We were taking our ease on a small terrace jutting from the base of the Temple of Apollo. Julia had fretted over my near drowning for perhaps three breaths and then had begun to berate me for my many lapses of judgment. I had expected far worse. The night was cool and pleasant, the noise from the encamped crowd no more than a distant murmur punctuated by an occasional tune played on a flute. We had just enjoyed a rare private dinner and now a pair of slave girls kept the air moving and the flies off us with huge ostrich-feather fans Julia had conjured from somewhere. There are worse ways to while away an evening.
“Do you know what surprises me?” I said.
“What is that?”
“That, so far, nobody has tried to kill me outright. With serious crimes under investigation, crimes that merit the death penalty, you’d think somebody would have had a go at me by now. They usually do.”
She shut her eyes. “Don’t talk like that. It tempts the gods. Just saying it makes it more likely to happen.”
“Now you’re being superstitious,” I chided.
“Isn’t everyone?” she said.
The next morning I was looking forward to my favorite activity, which is to have nothing to do at all. It was a day on which official business was forbidden, so no court. I was at a loss where to look next in my investigation, so no investigating.
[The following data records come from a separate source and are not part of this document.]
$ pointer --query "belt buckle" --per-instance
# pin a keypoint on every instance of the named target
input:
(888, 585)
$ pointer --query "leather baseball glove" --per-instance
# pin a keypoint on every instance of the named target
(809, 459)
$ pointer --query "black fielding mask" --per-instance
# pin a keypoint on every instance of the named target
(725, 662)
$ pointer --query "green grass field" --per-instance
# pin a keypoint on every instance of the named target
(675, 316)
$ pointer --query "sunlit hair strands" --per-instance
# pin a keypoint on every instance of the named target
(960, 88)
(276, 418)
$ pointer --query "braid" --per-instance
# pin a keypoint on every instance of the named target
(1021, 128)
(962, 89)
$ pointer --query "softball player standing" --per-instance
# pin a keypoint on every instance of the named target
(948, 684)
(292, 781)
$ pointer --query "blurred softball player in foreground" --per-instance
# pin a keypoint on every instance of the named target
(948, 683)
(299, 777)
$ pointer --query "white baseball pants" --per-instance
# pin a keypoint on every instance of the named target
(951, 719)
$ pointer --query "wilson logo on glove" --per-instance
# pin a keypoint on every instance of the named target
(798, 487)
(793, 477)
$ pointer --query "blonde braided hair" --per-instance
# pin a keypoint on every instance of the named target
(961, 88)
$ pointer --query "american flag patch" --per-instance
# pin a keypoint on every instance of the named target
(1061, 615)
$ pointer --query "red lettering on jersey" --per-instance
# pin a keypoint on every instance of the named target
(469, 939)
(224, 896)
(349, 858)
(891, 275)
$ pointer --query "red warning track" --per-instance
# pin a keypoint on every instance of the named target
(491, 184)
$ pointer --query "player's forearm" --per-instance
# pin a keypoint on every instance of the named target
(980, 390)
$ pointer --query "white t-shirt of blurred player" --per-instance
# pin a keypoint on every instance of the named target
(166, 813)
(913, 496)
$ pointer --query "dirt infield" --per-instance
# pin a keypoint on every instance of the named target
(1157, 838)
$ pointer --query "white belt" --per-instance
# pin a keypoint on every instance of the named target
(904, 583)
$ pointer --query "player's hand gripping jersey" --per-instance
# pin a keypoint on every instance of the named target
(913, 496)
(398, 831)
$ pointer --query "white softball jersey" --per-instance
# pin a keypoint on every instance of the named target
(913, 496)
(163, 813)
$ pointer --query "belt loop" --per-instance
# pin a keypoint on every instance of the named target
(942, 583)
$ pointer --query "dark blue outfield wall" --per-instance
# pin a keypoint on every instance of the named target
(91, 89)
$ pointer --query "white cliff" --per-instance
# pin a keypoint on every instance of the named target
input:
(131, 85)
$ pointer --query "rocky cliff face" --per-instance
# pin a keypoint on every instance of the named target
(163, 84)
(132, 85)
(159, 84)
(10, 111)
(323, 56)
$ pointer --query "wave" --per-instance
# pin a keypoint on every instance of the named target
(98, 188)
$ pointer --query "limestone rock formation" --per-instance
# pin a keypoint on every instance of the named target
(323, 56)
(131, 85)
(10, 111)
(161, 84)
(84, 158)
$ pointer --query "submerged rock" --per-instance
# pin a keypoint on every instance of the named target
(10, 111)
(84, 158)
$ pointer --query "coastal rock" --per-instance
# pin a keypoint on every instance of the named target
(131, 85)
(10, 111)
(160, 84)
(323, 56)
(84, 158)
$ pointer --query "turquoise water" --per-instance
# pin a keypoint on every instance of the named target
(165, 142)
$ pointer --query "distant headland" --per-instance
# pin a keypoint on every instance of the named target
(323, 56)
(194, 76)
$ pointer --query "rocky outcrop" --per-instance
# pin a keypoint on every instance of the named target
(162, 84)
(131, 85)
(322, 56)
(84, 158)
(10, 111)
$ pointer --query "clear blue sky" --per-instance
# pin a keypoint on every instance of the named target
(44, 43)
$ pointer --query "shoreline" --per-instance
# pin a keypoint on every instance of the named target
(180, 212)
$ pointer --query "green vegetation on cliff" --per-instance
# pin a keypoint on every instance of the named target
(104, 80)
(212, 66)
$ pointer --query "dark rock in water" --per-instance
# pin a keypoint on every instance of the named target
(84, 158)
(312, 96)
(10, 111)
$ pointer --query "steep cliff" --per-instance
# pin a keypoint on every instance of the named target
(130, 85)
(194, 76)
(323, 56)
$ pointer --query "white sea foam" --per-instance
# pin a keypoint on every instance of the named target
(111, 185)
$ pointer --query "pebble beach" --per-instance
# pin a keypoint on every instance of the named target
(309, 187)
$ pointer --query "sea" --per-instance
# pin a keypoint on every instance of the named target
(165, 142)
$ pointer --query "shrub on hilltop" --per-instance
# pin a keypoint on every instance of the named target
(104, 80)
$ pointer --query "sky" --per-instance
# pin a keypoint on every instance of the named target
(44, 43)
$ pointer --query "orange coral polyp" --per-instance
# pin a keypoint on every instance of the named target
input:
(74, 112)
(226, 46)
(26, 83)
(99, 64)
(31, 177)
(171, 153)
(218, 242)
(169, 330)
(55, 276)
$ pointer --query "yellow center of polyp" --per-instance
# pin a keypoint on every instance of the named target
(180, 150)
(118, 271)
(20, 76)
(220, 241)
Hermes and a few of the other men had gone off to try the experiment with the rope, and there is nothing I like better than to delegate the work to someone else. I was back out on that terrace, enjoying the morning sun and about to open a letter from Rome when I heard pelting hoofbeats. I looked up and saw what had to be a messenger hurrying up the road from the south. I was certain that my perfect day was at an end before it had a chance to begin.